Morris Sim, Montara Hospitality
For him, the question isn’t whether to use it, but how. “Distribution used to mean choosing your channels. Now, you’re expected to be in all of them and AI helps you manage that chaos.”
Yet, he added, the key is still emotion. “How do you communicate the vibe of a place? Ironically, what we put out ourselves gets the least traction. What guests create, that’s what people consume and influence.”
That trust deficit—across media, marketing and institutions—was a recurring theme. “People are skeptical. They look for multiple sources and construct their own truth,” Sim said. “AI, used well, can help aggregate those voices and even translate them into different languages.”

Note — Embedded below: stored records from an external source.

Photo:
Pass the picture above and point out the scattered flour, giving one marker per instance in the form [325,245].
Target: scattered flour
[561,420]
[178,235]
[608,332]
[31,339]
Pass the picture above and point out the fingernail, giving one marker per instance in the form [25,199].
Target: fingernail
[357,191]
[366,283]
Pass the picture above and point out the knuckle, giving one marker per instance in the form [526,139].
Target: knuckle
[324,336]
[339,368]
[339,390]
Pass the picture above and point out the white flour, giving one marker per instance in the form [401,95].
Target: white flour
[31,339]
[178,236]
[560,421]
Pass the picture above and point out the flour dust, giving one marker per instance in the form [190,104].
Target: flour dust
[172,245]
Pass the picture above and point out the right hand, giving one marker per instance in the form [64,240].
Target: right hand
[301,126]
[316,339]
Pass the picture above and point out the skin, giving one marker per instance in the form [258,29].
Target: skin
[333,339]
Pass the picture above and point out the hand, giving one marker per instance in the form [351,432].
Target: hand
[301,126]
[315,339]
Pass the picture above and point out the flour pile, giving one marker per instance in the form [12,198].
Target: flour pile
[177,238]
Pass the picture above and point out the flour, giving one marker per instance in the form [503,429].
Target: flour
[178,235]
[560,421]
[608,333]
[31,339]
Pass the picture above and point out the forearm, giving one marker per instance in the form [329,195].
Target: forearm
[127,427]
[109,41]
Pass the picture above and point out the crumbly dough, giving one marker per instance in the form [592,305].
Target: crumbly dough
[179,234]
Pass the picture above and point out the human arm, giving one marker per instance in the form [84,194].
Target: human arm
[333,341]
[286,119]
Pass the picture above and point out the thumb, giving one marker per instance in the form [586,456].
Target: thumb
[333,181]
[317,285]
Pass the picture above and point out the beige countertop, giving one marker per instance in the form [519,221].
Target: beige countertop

He recounted instances of guests saying, “ChatGPT proposed this itinerary—why isn’t it in yours?”
“It keeps us on our toes,” he said. “We have to be service-oriented but flexible. It’s less about talking about our products—we have a spa, we have a gym—but more about understanding what questions people are asking, what prompts they are using.”

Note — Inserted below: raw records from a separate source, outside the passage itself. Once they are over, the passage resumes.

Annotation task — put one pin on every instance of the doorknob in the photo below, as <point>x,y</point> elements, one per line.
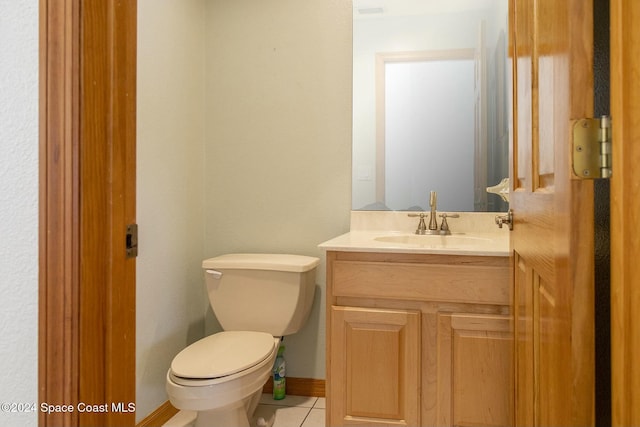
<point>505,219</point>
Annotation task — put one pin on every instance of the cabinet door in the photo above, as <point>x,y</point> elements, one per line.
<point>475,370</point>
<point>374,367</point>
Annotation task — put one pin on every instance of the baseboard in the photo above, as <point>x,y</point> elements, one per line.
<point>158,417</point>
<point>299,387</point>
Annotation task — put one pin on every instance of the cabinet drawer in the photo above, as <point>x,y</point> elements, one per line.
<point>476,284</point>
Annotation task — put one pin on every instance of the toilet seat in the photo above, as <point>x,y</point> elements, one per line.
<point>222,355</point>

For Lim, co-founder of Seek Sophie, the drive for experiences and authenticity hasn’t changed—only how people find it. “We started Seek Sophie because we couldn’t find the experiences we wanted online. Even on page 10 of Google, it was the same lists, same SEO.”
Her insight is clear: “People want stories, from people who’ve actually been there. They want the vibe, not a chatbot summary.”
Her comment drew nods around the room. “The more stories we tell, the more people resonate. That’s how trust builds, through voices that sound like theirs.”
Social media, she added, has become “the new luxury.”
“It’s telling people you’ve been to this place; it’s about relatability. The new aspiration is to live a story worth telling.”
On tourism’s responsibility to the environment, Hughes shared his frustration with an airline he flew with from Bangkok to Singapore that was still giving away plastic shoehorns to its business class passengers as well as socks and eye masks on short flights. “That’s completely unnecessary.”
As we look at the protests going on in Europe, we in Asia have to be very careful. Our livelihoods depend on tourism assets, and we don’t have the muscle to protect these natural places.
Jacinta Lim, Seek Sophie
Lim also issued a quiet warning. “As we look at the protests going on in Europe, we in Asia have to be very careful. Our livelihoods depend on tourism assets, and we don’t have the muscle to protect these natural places. As Asia booms, what does tourism do to our natural spaces and how do we protect them?”
Responding to a question as to whether Seek Sophie could become bigger than Viator, Lim said, “If that’s the responsible thing to do, to be bigger, then yes. But growth at all costs, I don’t agree with that.”
Hughes brought the conversation full circle. “Sure, tech will change—AI, content, speed of development. But what we don’t yet know is how consumers will change. That’s the real unknown.”
He likened this moment to “the beginning of a monster change.”
Houldsworth added, “Even the people building the tools don’t know where this goes. All we can do is stay agile.”
For Sim, this decade belongs to Asia. “Asia is shaping the global narrative now. You see Europeans, Australians, Americans coming here not just for holidays but to explore why our countries are so interesting.”
Between Japan’s inbound boom and South-east Asia’s economic rise, he said, “There’s an endless amount of opportunity in the next 50 years—as more people enter the middle class and start travelling for meaning, not mileage.”